Vagabond Girl Has Yet to Marry
The right question got lost,
thin coin down a gutter grate.
I’m not much for logic
and nagging slows the dance.
I’m all for bridges
that tempt my forest-drunk soul.
I twirl red skirts
right over the vagrant river.
Some days I believe one chooses, or else
I just impersonate a woman who cares.
Melt my heart down to its core
and I might say yes.
Vagabond Girl Sings a Song
Lyrics scrubbed in a cold heaven,
rhymes carved in a rose-moss field,
melody round as plums.
It’s an old story
and it whirs in longing,
and it makes mama cry.
It has a bird,
the long rolling of waves,
and quite a bit of sorrow.
I sing it big and kind of ugly,
I sing it small as a hummingbird egg,
I sing it black current dark with pricks of stars.
Each time I sing it,
wintergreen blooms in my belly.
Vagabond Girl Moves On
Fact is, I see heaven on the perpendicular
from my boots and indirect roads.
All that appeals to girls who stay
in fluffs of dust powder and curtains
is desire in a shuttered box.
The untroubled arms of trees
are a better host to a fever caught alone.

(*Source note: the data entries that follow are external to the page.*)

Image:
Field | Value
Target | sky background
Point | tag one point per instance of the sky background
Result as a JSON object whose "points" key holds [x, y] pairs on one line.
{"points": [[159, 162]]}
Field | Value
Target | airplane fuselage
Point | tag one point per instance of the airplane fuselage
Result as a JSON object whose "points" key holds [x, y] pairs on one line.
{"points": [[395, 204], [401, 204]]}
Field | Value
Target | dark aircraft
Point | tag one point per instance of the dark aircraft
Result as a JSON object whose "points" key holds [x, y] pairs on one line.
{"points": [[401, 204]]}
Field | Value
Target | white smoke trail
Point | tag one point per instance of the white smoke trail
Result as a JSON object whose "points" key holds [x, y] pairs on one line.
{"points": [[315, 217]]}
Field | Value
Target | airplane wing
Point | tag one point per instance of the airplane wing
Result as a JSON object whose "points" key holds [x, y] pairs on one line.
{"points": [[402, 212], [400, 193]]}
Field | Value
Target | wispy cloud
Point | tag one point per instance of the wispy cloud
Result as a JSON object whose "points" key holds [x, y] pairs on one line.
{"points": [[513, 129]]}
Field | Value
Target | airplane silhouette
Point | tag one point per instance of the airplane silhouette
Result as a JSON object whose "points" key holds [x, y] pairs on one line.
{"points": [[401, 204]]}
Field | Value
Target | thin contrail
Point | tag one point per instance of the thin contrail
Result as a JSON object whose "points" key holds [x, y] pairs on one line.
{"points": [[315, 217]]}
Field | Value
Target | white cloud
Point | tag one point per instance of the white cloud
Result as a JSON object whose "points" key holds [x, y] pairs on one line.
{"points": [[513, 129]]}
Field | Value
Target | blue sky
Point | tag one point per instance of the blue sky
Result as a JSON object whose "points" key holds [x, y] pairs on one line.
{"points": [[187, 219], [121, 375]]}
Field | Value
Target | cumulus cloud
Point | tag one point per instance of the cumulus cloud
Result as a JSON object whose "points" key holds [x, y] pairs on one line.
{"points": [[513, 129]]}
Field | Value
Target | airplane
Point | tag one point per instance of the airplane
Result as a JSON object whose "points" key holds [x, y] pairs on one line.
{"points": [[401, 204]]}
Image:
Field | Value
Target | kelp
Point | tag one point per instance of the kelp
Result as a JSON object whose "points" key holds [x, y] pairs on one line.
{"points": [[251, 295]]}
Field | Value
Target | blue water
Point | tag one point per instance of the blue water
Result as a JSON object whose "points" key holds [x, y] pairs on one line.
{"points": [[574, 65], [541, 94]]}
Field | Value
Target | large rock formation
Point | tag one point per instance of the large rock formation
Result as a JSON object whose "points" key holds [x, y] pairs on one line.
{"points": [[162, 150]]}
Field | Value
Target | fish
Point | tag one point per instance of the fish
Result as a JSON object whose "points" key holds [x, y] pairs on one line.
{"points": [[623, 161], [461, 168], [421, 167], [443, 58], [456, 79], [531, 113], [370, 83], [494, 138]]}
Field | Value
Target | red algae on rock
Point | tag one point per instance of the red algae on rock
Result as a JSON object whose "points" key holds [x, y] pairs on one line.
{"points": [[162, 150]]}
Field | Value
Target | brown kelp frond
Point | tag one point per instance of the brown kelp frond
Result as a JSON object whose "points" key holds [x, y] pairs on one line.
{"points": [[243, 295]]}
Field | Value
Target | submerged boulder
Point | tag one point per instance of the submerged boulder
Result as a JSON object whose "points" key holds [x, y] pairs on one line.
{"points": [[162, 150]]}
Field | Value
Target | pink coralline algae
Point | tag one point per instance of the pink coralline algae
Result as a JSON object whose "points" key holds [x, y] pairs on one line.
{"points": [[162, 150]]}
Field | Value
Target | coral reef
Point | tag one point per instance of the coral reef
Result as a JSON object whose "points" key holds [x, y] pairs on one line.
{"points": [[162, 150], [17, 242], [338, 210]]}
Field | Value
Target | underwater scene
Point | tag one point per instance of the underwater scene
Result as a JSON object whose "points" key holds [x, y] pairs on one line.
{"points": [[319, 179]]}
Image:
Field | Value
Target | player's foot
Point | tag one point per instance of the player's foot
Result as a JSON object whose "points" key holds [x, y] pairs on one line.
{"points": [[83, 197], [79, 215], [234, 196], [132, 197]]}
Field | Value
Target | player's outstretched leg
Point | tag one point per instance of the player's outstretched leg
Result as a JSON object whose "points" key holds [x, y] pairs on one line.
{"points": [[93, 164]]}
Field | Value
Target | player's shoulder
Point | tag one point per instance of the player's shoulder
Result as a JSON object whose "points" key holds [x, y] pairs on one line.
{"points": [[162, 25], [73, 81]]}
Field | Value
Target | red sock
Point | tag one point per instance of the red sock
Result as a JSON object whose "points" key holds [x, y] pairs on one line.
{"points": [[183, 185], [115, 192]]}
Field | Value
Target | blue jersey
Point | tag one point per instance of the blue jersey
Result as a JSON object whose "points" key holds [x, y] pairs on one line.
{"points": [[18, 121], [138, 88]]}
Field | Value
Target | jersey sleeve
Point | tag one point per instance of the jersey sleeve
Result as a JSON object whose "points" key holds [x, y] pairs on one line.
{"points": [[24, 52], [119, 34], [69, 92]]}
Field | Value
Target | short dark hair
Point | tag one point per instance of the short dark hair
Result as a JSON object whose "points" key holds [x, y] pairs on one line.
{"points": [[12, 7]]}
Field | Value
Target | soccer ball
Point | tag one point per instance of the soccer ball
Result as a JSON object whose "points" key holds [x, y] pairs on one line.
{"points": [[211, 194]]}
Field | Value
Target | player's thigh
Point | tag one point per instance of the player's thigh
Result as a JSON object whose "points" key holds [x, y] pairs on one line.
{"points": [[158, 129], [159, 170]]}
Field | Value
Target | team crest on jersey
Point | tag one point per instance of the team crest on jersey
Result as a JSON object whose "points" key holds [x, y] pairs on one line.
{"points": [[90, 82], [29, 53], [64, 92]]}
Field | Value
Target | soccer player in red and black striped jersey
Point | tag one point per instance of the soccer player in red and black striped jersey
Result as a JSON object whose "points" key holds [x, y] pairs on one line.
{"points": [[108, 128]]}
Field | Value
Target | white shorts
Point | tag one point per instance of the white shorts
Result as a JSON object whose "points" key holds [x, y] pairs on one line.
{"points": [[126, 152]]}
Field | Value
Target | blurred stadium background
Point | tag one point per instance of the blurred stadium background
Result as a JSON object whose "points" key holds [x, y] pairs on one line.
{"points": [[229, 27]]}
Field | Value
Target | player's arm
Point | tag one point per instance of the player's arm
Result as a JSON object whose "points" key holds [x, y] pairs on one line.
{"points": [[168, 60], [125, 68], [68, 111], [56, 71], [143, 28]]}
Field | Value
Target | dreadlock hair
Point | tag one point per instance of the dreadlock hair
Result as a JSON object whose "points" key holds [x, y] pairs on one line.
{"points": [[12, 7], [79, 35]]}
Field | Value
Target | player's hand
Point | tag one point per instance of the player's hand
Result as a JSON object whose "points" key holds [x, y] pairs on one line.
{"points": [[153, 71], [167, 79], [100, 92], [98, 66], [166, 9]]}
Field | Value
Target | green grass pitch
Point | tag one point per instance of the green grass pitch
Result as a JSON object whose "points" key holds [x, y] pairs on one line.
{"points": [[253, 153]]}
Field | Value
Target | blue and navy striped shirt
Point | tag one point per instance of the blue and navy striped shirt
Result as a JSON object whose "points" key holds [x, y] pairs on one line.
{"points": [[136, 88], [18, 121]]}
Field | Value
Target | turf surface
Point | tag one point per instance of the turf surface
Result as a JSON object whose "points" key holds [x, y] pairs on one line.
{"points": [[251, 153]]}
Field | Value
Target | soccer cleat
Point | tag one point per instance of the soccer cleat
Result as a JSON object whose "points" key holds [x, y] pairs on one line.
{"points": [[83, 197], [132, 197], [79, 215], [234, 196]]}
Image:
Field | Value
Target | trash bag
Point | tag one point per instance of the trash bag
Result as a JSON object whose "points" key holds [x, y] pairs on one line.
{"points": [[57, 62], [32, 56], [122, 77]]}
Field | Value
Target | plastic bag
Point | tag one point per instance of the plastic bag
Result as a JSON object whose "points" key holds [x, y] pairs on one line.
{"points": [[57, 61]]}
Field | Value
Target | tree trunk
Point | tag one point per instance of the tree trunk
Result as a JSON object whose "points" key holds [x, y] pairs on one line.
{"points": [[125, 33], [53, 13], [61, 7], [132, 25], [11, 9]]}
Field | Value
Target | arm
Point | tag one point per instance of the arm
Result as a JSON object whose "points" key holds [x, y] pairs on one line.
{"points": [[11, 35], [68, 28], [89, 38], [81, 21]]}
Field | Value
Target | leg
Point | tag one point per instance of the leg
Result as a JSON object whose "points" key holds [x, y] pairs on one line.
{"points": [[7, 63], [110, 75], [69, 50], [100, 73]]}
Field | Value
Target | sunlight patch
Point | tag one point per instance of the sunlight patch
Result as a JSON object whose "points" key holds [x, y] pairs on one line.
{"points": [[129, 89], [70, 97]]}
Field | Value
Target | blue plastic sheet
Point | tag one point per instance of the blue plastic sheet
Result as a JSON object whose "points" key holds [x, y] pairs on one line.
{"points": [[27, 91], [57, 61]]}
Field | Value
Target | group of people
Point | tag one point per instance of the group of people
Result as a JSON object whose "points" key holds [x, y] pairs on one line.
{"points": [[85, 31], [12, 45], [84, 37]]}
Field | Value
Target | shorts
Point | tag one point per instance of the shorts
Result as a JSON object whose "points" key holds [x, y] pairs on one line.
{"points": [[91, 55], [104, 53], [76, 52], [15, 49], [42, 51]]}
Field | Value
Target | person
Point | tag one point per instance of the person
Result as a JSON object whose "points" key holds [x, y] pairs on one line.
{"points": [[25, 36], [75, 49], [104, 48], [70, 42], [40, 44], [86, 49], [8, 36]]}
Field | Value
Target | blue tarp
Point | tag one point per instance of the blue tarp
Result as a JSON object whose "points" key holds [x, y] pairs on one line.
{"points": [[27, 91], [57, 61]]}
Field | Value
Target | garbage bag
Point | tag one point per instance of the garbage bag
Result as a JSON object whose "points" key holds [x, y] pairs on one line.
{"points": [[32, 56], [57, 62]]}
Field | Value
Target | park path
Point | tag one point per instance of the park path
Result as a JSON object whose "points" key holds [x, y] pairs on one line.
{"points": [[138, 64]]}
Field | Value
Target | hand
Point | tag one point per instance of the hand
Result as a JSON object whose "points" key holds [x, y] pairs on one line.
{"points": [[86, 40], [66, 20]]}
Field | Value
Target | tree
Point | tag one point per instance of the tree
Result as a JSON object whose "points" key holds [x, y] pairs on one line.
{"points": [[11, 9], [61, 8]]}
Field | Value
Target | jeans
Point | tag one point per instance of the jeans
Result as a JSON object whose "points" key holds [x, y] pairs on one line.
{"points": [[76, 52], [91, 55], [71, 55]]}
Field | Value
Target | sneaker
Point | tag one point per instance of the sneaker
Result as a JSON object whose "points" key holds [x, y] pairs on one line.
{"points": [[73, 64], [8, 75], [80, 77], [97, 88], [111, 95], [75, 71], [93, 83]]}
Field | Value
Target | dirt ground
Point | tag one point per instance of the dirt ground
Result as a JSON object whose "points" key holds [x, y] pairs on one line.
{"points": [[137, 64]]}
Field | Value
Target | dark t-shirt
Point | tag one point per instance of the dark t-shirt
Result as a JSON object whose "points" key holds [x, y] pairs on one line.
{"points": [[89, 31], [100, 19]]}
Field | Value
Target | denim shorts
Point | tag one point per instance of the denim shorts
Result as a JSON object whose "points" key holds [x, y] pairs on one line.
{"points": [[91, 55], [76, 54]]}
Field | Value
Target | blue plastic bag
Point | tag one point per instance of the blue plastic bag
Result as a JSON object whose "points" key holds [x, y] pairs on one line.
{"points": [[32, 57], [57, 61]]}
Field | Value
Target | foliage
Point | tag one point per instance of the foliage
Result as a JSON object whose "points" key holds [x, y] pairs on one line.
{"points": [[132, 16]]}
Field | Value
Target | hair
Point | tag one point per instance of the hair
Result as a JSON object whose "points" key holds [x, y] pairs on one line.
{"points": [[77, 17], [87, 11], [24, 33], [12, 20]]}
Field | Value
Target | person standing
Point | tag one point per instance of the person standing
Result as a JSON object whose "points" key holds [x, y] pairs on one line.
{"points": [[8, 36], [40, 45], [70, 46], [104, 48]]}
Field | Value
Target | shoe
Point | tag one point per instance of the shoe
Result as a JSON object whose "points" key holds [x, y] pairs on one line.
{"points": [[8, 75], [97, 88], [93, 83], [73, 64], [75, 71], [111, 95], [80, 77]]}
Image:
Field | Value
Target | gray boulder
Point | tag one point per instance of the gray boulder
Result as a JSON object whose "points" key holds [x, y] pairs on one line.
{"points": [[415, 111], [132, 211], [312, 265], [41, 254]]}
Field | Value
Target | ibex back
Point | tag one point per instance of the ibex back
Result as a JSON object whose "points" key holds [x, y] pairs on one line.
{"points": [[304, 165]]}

I’m a firekeeper and winds cross over,
Go ahead, try to tame a hawk,
there’s more than wing and talon,
and always a bit of blood.
Diane Jarvenpa is the author of Divining the Landscape (New Rivers Press), Ancient Wonders, the Modern World (Red Dragonfly Press) and The Tender Wild Things (New Rivers Press) which received the Midwest Independent Publishers Association book award in poetry. She is a singer-songwriter who records under the name Diane Jarvi
Bench by the Hardware Store
Each week I sit on this bench,
scarf tied under my chin, bag of sweet things
from the bakery in my lap and I tell my stories.
Sometimes I fear I say listen to me
in that way old women do
when no one wants to hear.
If you sit by a river you can hear
how the swiftness of things can be hard to understand.
My life has told me this over and over
and now I am the Rip Van Winkle of the dragonfly,
the hundred sparrows singing songs
in the trees of the gas station.
Some day you too will find light absent
as it fades faster than you thought possible
and the impatience you carry in your pocket at the ready
will be layered over with unimaginable years,
some holy bruised, some lost and some quite radiant.
But who wants to hear about the thinning of days,
it makes the breath stop to look up and think past stars
to the black universe that spreads out and out.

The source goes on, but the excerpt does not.